The Liberal Beast Meets Mr. Right

For a long time now -- really ever since Arianna Huffington inexplicably gave up her right-wing politics -- KCRW in Santa Monica has been trying to find a conservative willing to take a permanent place on its talk show, "Left, Right and Center."

It hasn't been easy. Perhaps that's because Santa Monica is unfriendly territory for our kind of people. Or perhaps the conservatives who went on the show got tired of being shouted down by their co-panelists. Maybe they decided it was easier just to stay home and preach to the choir.

But the search is now over. I'm the new, permanent Mr. Right.

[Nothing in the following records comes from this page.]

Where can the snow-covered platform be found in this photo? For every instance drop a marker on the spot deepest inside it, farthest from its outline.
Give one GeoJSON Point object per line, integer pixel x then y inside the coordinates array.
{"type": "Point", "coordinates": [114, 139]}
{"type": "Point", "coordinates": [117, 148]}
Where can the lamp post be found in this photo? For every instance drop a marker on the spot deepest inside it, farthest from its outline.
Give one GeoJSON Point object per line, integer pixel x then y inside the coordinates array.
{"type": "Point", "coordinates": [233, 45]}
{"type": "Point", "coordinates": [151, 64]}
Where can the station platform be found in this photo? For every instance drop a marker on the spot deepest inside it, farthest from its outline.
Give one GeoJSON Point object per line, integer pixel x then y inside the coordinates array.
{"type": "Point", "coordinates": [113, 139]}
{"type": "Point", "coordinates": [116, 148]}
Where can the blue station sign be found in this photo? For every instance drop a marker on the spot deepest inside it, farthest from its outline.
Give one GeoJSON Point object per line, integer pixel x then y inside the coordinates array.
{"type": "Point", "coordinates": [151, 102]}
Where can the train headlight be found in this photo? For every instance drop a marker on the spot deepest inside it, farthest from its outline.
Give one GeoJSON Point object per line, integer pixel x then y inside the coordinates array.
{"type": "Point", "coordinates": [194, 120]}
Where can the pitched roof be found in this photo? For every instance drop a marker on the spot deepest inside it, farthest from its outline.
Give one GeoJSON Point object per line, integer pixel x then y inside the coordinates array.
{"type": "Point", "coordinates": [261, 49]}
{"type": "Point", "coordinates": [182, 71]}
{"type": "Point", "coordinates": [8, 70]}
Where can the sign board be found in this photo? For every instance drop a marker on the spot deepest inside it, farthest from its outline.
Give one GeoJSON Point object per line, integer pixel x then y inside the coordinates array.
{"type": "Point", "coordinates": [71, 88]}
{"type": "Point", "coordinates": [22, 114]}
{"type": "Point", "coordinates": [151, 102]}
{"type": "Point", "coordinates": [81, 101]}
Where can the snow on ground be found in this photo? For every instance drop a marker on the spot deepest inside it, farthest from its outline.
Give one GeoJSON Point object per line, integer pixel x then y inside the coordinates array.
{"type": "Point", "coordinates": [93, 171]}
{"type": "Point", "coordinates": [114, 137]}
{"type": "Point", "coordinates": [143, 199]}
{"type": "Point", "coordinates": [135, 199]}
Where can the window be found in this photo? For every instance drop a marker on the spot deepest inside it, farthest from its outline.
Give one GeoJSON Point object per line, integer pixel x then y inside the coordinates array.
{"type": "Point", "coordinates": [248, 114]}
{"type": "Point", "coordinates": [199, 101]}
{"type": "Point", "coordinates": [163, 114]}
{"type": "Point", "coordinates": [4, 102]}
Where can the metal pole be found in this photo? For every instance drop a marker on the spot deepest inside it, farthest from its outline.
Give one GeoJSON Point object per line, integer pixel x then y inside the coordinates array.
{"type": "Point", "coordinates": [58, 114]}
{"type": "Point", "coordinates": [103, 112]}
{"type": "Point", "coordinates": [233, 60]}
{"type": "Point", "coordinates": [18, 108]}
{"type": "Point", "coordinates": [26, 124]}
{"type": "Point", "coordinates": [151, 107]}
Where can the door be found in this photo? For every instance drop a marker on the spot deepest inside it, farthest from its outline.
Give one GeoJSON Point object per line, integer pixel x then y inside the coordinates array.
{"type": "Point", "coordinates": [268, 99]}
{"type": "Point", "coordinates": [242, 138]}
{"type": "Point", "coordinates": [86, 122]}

Why am I doing it? I suppose for much the same reason that 19th century Christian missionaries took creaky steamboats to the ends of the world: There weren't enough heathens left to convert in London or Stockholm back then, just as there aren't enough liberals left to convert in Washington today.

This isn't the first time I have set out to turn the liberal tide in Southern California. I was born in London, but I grew up in L.A. . And, although it was not the Democratic Party bastion it is today, the whole darn country was liberal back then. When I debated capital punishment at John Burroughs Junior High in 1960, only 35% to 40% of Americans supported it. Today more than 70% do.

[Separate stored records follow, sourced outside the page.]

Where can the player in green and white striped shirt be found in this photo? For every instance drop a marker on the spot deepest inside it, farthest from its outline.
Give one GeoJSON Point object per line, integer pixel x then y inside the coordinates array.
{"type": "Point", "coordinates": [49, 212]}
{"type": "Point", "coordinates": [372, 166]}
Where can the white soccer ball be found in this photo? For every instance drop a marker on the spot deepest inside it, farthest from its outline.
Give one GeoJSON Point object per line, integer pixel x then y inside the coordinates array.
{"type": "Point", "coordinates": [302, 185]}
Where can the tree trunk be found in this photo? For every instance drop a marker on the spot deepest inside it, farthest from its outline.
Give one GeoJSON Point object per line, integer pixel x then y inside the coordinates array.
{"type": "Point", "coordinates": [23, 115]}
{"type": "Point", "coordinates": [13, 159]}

I always had a taste for campaigning deep behind the lines (although this time I'm doing it over the airwaves, since I'm not actually leaving Washington, D.C.). In 1964, I went door to door passing out campaign literature in the Fairfax District and discovered just how much strength those old folks had when they slammed their doors in my face. I rarely got much past, "Hi, I'm from Goldwater for President Headquarters, and

At KCRW, the audience won't be able to slam the door on me, and most people don't have mute buttons on their radios. Those who do have the fancy cars with steering wheel mute buttons probably have a latte or tofu in their otherwise free hand and won't hit the button in time.

I calculate that hundreds of thousands of liberals tune in each week to hear the eloquent words of the L.A. Times' own premier man of the left, Robert Scheer. An equal number of New Age, fourth-dimension, spiritual humanitarians tune in to hear Arianna explain her latest distinctive angle on political reality.

My strategy is this: In the brief moments I can squeeze a word in between their soliloquies, I can steal the ears of their listeners and explain the sober, rational, conservative view of the passing political parade.